Через испытание позором и болью проходят не только герои, которых автор хочет сбить с котурнов, но и самые любимые (Соня, Мышкин, Хромоножка). Достоевский как бы не верит в подлинность, не прошедшую под линьком, не проверенную страданием. Именно святость сквозь позор, святость юродская выходит у Достоевского непобедимо захватывающей.
С испытанием крестом перекликается испытание грехом. Для героев Достоевского чувство Бога нераздельно с чувством греха. В бездне Бога открывается взгляд на бездну греха. А в бездне греха рождается тоска по Богу. Каждый роман Достоевского есть исповедь темной и мучающейся своей темнотой души – до просветления: «всякий человек за всех и за вся виноват», как сказано в «Братьях Карамазовых» (ч. 6, гл. 2).

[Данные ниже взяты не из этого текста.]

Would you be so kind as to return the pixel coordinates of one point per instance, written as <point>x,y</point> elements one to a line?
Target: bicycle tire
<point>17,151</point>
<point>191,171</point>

Когда жизнь под смертельной угрозой, внезапно сознаются ее глубины. Больная Испания вдохновила Кальдерона, больной Рим – Августина; в грязи и крови диаспоры были созданы лучшие книги Библии… Распространяясь, гниение в конце убивает и дух. Но есть какой-то миг болезни, который духовно напряженнее, подлиннее самого цветущего здоровья. Хрупкий миг, сквозь который – как сквозь окошко – видно то, что обыкновенно скрыто.
Болезненность, нравственное безобразие и юродство имеют у Достоевского бесконечно много оттенков. В этом мире писатель удивительно легко себя чувствует и с точностью угадывает его неожиданные течения, – выбрасывающие вдруг Келлера на исповедь к Мышкину или заставляющие Лебедева плакать о мадам Дюбарри.
Достоевский чувствует юродивого в самом себе – и срисовывает с натуры. Юродство – традиционная черта многих деспотических обществ (Китая, Индии, государств ислама, Византии, России). Когда разум принимает сторону рабства, свобода становится юродством. Когда разум не принимает откровения духа, дух юродствует: «Кто хочет быть мудрым в мире сем, тот будь безумным», – сказал апостол Павел. В древней Руси только юродивый смел сказать: «Нельзя молиться за царя-Ирода…»
Н. Ф. Федоров серьезно считал, что государственный строй Руси – самодержавие, ограниченное юродством. Но на Западе Нового времени юродства не было. Только Достоевский создал юродский роман, ввел юродство в европейское искусство. И это было возвращением европейской культуры к ее подлинному христианскому истоку: «для иудеев соблазну, для эллинов безумию» (ап. Павел).